LA OBSESIÓN DE TRUMP Y EL CINISMO DE NETANYAHU
Donald Trump lleva años obsesionado con el Premio Nobel de la Paz. No es una metáfora: es un complejo, una fijación que nace de la envidia corrosiva hacia Barack Obama, aquel presidente al que detesta por encima de todos los demás y que recibió el galardón en 2009 sin haber hecho absolutamente nada por la paz mundial. La diferencia es que Obama al menos supo disimular, mientras Trump convierte la ambición en espectáculo y exige abiertamente un reconocimiento que confunde con una corona imperial.
En su segundo mandato, el republicano se ha empeñado en presentarse como arquitecto de acuerdos internacionales que nunca existieron. Se atribuyó la detención de la escalada militar entre India y Pakistán en la primavera pasada, aunque Nueva Delhi lo negó con furia. Su único respaldo provino del general Asim Munir, jefe del ejército pakistaní, cuya trayectoria pacifista es tan creíble como un tratado de desarme redactado por la industria armamentística.
Trump también quiso colgarse la medalla por el final de la guerra de doce días entre Israel e Irán hace apenas dos meses. El disparate alcanza niveles grotescos: el alto el fuego llegó después de que Estados Unidos se sumara a la ofensiva israelí contra Teherán. Es como pretender que el pirómano merece un premio de ecología porque el fuego se apagó tras arrasar el bosque.
El clímax del cinismo lo puso Benjamín Netanyahu, que en una visita reciente a la Casa Blanca entregó personalmente una carta al comité noruego del Nobel respaldando la candidatura de Trump. Según el primer ministro israelí, su “dedicación a la paz, la seguridad y la estabilidad en el mundo” es incuestionable, sobre todo en Oriente Medio. Que quien lidera un asedio genocida en Gaza se postule como autoridad moral sobre la paz no es ironía: es brutalidad diplomática.

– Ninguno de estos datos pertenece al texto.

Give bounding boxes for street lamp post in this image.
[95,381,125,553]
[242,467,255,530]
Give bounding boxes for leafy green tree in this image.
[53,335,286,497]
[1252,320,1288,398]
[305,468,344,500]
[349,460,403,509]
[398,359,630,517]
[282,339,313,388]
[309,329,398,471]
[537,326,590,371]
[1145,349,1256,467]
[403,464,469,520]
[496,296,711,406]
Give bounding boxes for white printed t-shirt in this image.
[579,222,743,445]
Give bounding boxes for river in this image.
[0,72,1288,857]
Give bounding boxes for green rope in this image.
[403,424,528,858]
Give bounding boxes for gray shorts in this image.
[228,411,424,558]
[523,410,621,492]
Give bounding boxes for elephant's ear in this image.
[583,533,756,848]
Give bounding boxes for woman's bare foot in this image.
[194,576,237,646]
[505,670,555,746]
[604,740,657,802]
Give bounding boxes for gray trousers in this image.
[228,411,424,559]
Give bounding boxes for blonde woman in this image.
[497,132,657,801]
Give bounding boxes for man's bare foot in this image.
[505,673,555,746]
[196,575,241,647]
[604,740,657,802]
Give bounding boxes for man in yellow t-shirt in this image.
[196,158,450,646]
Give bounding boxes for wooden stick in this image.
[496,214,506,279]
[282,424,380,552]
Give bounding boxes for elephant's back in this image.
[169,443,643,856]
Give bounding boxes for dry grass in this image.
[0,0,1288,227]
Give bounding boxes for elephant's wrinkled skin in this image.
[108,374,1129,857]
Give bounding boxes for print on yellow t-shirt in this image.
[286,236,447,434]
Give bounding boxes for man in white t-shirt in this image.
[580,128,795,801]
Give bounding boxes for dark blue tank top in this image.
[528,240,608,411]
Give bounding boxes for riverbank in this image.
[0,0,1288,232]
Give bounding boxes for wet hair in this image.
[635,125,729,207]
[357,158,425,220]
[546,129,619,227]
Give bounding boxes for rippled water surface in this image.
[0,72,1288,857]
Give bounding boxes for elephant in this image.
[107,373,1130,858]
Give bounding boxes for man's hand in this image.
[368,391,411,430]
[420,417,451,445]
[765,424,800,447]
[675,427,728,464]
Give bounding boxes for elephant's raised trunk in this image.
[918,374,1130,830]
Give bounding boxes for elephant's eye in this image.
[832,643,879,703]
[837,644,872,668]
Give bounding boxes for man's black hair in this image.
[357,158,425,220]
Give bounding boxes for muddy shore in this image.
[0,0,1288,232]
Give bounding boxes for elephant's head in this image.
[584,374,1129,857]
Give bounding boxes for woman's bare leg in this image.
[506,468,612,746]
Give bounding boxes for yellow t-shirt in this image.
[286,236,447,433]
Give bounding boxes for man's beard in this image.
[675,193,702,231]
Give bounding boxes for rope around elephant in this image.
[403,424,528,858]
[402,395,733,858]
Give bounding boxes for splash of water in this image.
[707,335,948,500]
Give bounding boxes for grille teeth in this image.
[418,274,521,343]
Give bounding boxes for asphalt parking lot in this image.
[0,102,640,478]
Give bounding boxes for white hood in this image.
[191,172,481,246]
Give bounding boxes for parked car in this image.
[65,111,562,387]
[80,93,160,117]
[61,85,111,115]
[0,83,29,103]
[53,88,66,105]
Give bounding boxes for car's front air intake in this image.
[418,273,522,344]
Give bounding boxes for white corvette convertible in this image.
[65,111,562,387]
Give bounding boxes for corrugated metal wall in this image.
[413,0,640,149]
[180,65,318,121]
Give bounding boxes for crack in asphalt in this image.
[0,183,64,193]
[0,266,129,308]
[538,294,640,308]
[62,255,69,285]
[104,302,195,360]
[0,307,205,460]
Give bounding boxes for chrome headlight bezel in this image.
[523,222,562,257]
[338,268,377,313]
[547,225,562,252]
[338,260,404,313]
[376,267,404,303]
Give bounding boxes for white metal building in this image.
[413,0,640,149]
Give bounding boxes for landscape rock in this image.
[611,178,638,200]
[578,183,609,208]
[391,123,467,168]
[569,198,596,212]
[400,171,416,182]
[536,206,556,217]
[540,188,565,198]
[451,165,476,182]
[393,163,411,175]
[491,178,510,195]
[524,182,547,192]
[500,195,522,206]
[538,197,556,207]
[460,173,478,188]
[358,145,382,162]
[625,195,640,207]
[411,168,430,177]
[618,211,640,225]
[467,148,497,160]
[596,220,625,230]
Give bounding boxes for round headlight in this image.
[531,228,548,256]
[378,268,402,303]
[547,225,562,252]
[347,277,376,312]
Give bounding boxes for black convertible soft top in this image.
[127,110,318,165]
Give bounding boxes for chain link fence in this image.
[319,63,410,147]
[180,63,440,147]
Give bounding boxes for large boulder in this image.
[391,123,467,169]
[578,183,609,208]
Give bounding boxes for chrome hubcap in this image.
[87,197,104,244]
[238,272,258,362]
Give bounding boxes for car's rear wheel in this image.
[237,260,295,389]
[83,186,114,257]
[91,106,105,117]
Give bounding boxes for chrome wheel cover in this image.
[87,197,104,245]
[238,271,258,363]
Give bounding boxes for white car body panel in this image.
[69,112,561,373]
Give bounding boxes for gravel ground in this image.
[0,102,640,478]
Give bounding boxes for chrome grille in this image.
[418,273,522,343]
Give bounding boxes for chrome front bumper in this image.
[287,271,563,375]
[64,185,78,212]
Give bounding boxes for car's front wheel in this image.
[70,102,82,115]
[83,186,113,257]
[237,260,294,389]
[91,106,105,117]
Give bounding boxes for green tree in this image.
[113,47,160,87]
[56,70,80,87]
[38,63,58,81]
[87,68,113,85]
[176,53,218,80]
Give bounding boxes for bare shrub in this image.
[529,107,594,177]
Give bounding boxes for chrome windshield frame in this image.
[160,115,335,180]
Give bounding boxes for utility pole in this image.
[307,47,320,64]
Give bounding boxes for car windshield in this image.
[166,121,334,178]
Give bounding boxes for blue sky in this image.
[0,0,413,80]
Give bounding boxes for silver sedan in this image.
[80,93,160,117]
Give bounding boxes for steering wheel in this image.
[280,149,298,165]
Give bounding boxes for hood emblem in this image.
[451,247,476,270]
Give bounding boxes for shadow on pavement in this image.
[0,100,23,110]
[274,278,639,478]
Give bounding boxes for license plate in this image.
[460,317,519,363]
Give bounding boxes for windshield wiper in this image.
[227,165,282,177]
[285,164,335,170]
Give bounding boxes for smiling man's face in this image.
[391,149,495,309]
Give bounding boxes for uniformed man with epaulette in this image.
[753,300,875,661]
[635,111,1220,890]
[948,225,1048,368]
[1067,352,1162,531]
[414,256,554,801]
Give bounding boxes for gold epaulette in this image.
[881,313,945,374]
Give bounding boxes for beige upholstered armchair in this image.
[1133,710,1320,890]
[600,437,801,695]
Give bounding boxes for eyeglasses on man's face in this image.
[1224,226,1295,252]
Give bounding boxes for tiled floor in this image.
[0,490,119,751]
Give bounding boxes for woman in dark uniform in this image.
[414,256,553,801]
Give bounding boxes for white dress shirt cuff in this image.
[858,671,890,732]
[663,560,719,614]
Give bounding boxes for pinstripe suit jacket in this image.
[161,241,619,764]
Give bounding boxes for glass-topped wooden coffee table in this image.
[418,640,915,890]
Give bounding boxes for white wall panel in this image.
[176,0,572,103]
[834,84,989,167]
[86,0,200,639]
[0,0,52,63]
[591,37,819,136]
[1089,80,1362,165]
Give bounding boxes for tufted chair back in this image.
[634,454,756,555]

EL HISTORIAL INFAME DEL NOBEL DE LA PAZ
Quien se sorprenda de estas nominaciones debería repasar la historia del premio. El Nobel de la Paz ha sido entregado a verdugos que disfrazaron la sangre con discursos vacíos. Henry Kissinger lo recibió en 1973 mientras las bombas caían sobre Vietnam y Camboya. Menahem Begin lo obtuvo en 1978 tras haber sido jefe de un grupo terrorista sionista en Palestina. Barack Obama fue galardonado antes de firmar el récord de ataques con drones y asesinatos selectivos en su mandato. Y en 2019 Abiy Ahmed, primer ministro etíope, recogió el galardón antes de desencadenar una guerra en Tigray que costó más de 300.000 vidas según investigaciones académicas y desplazó a millones.
Con semejante expediente, Trump y Netanyahu no desentonan, encajan. Su nombre al lado de Kissinger y Obama completaría un álbum de familia donde la paz siempre fue una palabra hueca, utilizada como barniz para legitimar guerras preventivas, invasiones y limpieza étnica.
Trump ya ha mostrado su verdadera doctrina: apoyar sin fisuras la ofensiva israelí sobre Gaza, justificar la deportación masiva de su población y soñar con urbanizaciones norteamericanas sobre ruinas palestinas. Netanyahu, por su parte, lleva años presentando la anexión territorial como un proceso de “normalización”. En ambos casos, la paz no significa justicia ni convivencia, sino la desaparición del adversario.
UNA PROPUESTA TAN SARCÁSTICA COMO REAL
En 1939 el diputado sueco Erik Brandt envió una carta nominando a Adolf Hitler para el Nobel de la Paz. Era sarcasmo, una denuncia disfrazada de propuesta. Hoy la realidad ha alcanzado a la sátira: la nominación de Trump por militares paquistaníes y por Netanyahu carece de ironía. Es seria, institucional, aceptada en los pasillos del poder.
El Nobel de la Paz, convertido en parodia de sí mismo, funciona como un espejo invertido: cuanto más violento y reaccionario es el candidato, más probabilidades tiene de ser reconocido. La retórica de la paz se ha convertido en un arma diplomática para blanquear genocidios, premiar la impunidad y convertir la guerra en espectáculo moral.
Lo que empezó como sarcasmo en 1939 puede acabar como realidad en 2025: que un presidente xenófobo y un primer ministro acusado de crímenes de guerra se disputen el mismo galardón que, en teoría, debería honrar a quienes defienden la vida. El Nobel de la Paz no premia la paz, premia el poder. Y hoy, ese poder se mide en misiles, bloques de hormigón y desplazamientos forzados.
La paz convertida en negocio, el premio en farsa, y los verdugos en candidatos de honor.